Sweet I though I was in a 40k wasteland here in Baumholder but I guess not. I have 2500 plus SM and 2500 plus Orks. I would love to join your group or "club" all I want to do is to play some good games. I know of one Chaos SM player here that I could drag with me too. Sadly im going to Afganistan for six months come December but im coming back and staying till 2013 after that. But still I would love to get some good games in before I leave. D o you guys get together on certin days? Im down for anytime just let me know. Thanks, Jp


----------



## VaeVictis99 (Aug 31, 2010)

Arcangel said:


> Nice to see a posting here about Ramstien AB!
> Back in the mid-80ies I was stationed at Ramstien Air Bace...I was enlisted in the US Air Force..worked at Ramstien and was housed over at Kapaun Air Station too. Loved that area of Germany and reminds me of good times.

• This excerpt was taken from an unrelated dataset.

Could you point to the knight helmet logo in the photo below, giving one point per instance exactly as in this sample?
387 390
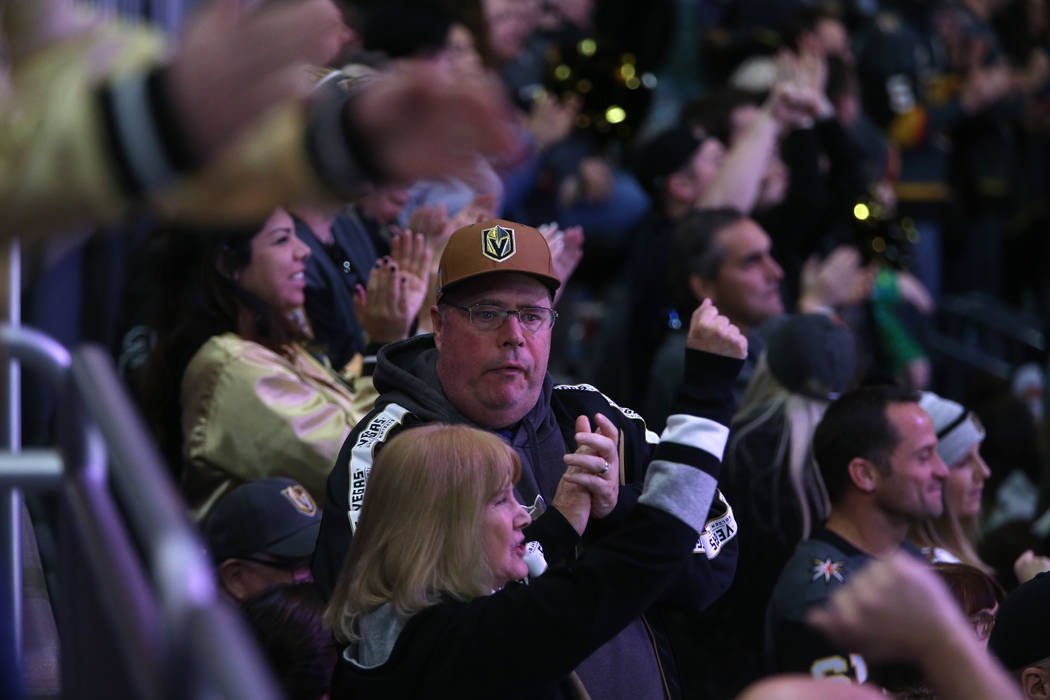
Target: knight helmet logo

Its been good so far here. Live just off base of Ramstein and glad to find fellow players here from all branches.

Edit: Sorry to all for not posting earlier. Had no luck for awhile and stopped checking but Im glad I did today.


----------



## Aeni Quickthews (Jan 9, 2011)

Hey Hey glad to find this post. I am out by the Sembach area and am interested in some 40k gaming. Give me a shout on when and where you guys meet up. Looking forward to hearing from you guy.


----------



## Screamy Scare Face (Mar 15, 2011)

I just got here to Ramstein about a month ago so im still waiting for my stuff to get here. Do you know of any good stores nearby that have 40k models? I want to play games with you guys as soon as i get my things. I play IG.


----------



## VaeVictis99 (Aug 31, 2010)

Cool, private message me your phone number so we can get in contact.

Kaiserslautern is the nearest place I know of that has warhammer stuff. I buy mine mostly online though.

their site: http://comicladen.in-kl.de/


----------



## clefspear (Jan 6, 2012)

Just wandering if anyone is willing to help a complete newbie get started. I just moved to Ramstein, and I have wanted to start playing 40k for a long time. Unfortunately, nobody at my old school played wargames, or even knew what they were. 
I have no army to speak of, and would need to borrow one for the first couple of games. If anyone could help me out I would be very greatfull. Thank you and God bless.


----------



## Wingman (Jun 27, 2011)

I just left the base a while back and I normally had to drive to Mannheim to get a game. Hope you all have a good time there.


----------



## Lessersolo (Apr 27, 2010)

I just moved into the area and want to start up warhammer again is there a group around?


----------